Entropy of Factorized Snapshot Data for Two-Dimensional Classical Spin Models

TL;DR

This paper investigates the entropy of factorized snapshot data in 2D classical spin models, revealing scaling behaviors consistent with quantum entanglement entropy and supporting a holographic interpretation.

Contribution

It demonstrates that the factorized snapshot entropy in classical spin models scales similarly to quantum entanglement entropy, suggesting a holographic connection.

Findings

Snapshot entropy at Tc scales as (c/3)lnL, matching quantum critical systems.

Factorization reveals the entropy's relation to holographic entanglement entropy.

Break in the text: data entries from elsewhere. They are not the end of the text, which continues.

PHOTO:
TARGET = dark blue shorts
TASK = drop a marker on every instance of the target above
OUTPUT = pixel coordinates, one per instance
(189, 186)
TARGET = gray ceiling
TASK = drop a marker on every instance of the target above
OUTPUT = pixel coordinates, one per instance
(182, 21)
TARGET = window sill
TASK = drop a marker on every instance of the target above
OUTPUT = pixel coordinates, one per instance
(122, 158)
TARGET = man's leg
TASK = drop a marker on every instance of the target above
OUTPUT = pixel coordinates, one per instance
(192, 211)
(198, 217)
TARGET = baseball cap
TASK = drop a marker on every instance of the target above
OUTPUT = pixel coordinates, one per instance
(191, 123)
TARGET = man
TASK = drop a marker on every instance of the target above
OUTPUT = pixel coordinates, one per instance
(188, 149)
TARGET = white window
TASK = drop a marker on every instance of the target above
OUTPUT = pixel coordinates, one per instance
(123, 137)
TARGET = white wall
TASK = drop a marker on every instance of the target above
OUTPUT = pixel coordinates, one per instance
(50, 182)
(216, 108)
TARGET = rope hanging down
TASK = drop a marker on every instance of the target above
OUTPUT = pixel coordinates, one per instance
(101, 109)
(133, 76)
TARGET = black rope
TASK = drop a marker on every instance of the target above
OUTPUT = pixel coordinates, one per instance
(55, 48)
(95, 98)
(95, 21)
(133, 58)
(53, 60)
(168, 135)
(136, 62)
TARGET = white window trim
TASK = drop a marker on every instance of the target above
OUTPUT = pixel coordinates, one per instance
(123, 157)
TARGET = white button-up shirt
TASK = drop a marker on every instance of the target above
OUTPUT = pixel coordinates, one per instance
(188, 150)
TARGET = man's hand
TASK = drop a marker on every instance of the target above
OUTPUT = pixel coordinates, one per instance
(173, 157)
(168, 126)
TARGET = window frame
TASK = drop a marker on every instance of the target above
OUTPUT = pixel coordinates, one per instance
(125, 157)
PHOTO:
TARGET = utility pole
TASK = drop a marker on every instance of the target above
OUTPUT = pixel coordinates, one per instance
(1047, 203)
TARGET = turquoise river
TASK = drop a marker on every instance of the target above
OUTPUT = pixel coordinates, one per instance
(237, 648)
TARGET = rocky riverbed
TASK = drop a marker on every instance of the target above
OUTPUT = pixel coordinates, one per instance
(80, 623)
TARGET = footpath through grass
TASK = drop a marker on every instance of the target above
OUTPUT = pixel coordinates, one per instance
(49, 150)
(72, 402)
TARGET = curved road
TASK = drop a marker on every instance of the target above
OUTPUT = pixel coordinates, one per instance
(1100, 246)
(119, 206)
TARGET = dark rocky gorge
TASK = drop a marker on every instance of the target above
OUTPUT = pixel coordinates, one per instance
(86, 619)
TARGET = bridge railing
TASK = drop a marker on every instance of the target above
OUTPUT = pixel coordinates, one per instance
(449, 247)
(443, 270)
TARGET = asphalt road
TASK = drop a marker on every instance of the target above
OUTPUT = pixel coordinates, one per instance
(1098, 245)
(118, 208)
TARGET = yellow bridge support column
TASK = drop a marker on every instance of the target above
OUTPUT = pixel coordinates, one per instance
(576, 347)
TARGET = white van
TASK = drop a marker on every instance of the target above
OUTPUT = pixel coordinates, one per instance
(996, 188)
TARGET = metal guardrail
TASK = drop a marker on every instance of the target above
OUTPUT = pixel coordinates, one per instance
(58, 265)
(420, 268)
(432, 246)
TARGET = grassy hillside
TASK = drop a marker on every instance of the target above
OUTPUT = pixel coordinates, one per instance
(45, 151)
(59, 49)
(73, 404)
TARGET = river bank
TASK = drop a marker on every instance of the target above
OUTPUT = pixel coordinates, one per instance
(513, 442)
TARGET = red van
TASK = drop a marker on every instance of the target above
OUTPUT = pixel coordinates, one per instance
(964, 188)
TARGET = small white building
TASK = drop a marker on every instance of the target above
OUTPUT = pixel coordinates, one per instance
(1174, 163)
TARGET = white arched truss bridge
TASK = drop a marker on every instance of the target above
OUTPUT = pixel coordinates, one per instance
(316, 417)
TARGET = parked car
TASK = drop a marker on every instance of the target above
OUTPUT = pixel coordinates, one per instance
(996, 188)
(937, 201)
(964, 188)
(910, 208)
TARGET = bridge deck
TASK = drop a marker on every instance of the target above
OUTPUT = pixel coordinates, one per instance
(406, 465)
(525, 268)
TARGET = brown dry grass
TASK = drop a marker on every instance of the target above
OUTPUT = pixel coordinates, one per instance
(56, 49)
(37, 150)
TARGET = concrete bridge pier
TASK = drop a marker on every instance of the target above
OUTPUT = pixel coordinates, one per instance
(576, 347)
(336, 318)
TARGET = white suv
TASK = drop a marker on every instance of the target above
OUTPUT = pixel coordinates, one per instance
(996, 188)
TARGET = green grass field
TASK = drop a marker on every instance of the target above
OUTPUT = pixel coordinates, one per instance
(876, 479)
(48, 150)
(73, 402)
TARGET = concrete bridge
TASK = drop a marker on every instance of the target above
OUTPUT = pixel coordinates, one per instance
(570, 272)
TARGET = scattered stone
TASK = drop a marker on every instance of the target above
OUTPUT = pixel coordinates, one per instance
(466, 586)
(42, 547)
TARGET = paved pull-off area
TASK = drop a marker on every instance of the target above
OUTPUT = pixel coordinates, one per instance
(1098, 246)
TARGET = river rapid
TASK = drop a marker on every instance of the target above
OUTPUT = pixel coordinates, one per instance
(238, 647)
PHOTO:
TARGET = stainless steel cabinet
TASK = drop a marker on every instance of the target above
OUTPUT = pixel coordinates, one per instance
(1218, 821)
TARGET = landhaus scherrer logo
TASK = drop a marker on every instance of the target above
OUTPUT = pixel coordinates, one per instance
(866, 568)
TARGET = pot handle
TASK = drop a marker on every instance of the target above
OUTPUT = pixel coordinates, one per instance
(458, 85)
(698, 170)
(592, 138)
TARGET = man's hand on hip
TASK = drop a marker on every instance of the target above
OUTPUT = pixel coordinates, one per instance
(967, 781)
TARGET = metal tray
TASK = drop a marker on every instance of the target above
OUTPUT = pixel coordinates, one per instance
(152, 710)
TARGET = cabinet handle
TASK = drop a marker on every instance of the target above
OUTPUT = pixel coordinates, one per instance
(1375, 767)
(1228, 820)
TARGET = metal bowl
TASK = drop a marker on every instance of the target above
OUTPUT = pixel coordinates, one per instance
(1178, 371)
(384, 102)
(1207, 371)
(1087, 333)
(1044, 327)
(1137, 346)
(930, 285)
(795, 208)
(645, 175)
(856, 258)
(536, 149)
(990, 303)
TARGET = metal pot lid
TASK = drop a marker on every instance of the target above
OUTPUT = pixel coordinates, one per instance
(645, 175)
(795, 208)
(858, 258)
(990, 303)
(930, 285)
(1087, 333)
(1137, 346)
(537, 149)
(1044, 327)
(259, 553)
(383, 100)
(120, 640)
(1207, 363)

Anomalous scaling persists in coarse-grained snapshot entropy after factorization.

Abstract

We reexamine the snapshot entropy of the Ising and three-states Potts models on the LxL square lattice. Focusing on the factorization of the snapshot matrix, we find that the entropy at Tc scales asymptotically as S=(c/3)lnL consistent with the entanglement entropy in one-dimensional quantum critical systems. This nontrivial consistency strongly supports that the snapshot entropy after the factorization really represents the holographic entanglement entropy. On the other hand, the anomalous scaling for the coarse-grained snpshot entropy is retained even after the factorization. These fearures are considered to originate from the fact that the largest singular value of the snapshot matrix is regulated by the factorization.